Exporters expose metrics in a format Prometheus understands.

Common Exporters:

Exporter	Monitors
node_exporter	CPU, memory, disk, network of Linux/Unix nodes
blackbox_exporter	HTTP, HTTPS, DNS, TCP endpoints
mysqld_exporter	MySQL metrics
cadvisor	Container metrics (CPU, memory, I/O)
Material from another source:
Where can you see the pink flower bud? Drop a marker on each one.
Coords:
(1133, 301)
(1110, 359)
🛠️ Installing Prometheus (Manual Setup)

1️⃣ Download Prometheus

wget https://github.com/prometheus/prometheus/releases/download/v2.51.0/prometheus-2.51.0.linux-amd64.tar.gz
tar -xvf prometheus-2.51.0.linux-amd64.tar.gz
cd prometheus-2.51.0.linux-amd64

2️⃣ Start Prometheus

./prometheus --config.file=prometheus.yml

Prometheus starts at http://localhost:9090

📁 prometheus.yml – Configuration File

global:
  scrape_interval: 15s

scrape_configs:
  - job_name: 'prometheus'
    static_configs:
      - targets: ['localhost:9090']

  - job_name: 'node'
    static_configs:
      - targets: ['localhost:9100']

scrape_interval: How often to collect data (default 15s).
job_name: Logical name for the target.
targets: List of exporters.

🔎 Prometheus Web UI

Access: http://localhost:9090
Key features:
- Graph Explorer
- Target Status
- Alerts Page
- PromQL Query Editor

📈 Prometheus + Grafana = ❤️

Prometheus stores data, but Grafana visualizes it beautifully.

🧰 Grafana Setup:

Add Prometheus as a data source
Import dashboards (e.g., Node Exporter Full)
Create custom graphs using PromQL

🔍 PromQL Examples

Query	Description
`up`	Returns whether the targets are reachable (1 = up, 0 = down)
`node_cpu_seconds_total`	Total CPU seconds per mode
`rate(http_requests_total[1m])`	Requests per second
`avg(rate(container_cpu_usage_seconds_total[5m])) by (container)`	Average CPU per container

🚨 Alerting with Prometheus

Prometheus can trigger alerts based on rules and send them to Alertmanager.

📄 Sample Alert Rule:

groups:
- name: example
  rules:
  - alert: HighCPUUsage
    expr: avg(rate(node_cpu_seconds_total{mode="user"}[1m])) > 0.7
    for: 1m
    labels:
      severity: warning
    annotations:
      summary: "High CPU usage on {{ $labels.instance }}"

📨 Alertmanager Overview

Handles alert delivery
Supports routing, grouping, inhibition
Supports Email, Slack, PagerDuty, Webhooks

✅ Steps:

Download & configure Alertmanager.
Connect it with Prometheus in prometheus.yml.
Define alert rules and receivers.

🧪 Real Use Cases

Infrastructure Monitoring:
- Servers, VMs, containers using node_exporter, cadvisor.
Application Monitoring:
- Request count, latency, error rate.
Kubernetes Monitoring:
- With kube-prometheus-stack (by Prometheus + Grafana + exporters).
CI/CD Monitoring:
- Monitor Jenkins, deployments, build failures.
Business Metrics:
- Track user signups, API usage, revenue.

🔐 Security Considerations

Prometheus has no built-in auth (use reverse proxy like Nginx).
Enable HTTPS using reverse proxy.
Limit access to Prometheus and exporters via firewalls or VPN.

📚 Bonus Tools

Tool	Use Case
PromLens	Visual builder for PromQL queries
Thanos	Long-term storage for Prometheus
VictoriaMetrics	Alternative TSDB for Prometheus
Pushgateway	For ephemeral jobs (e.g., cronjobs)
kube-prometheus	Prometheus stack for Kubernetes

🔚 Final Thoughts

Prometheus is perfect for cloud-native, Kubernetes-based, or microservice systems.
It is lightweight, scalable, and powerful with PromQL and Grafana integration.
Combined with Alertmanager, it enables automated alerting and observability.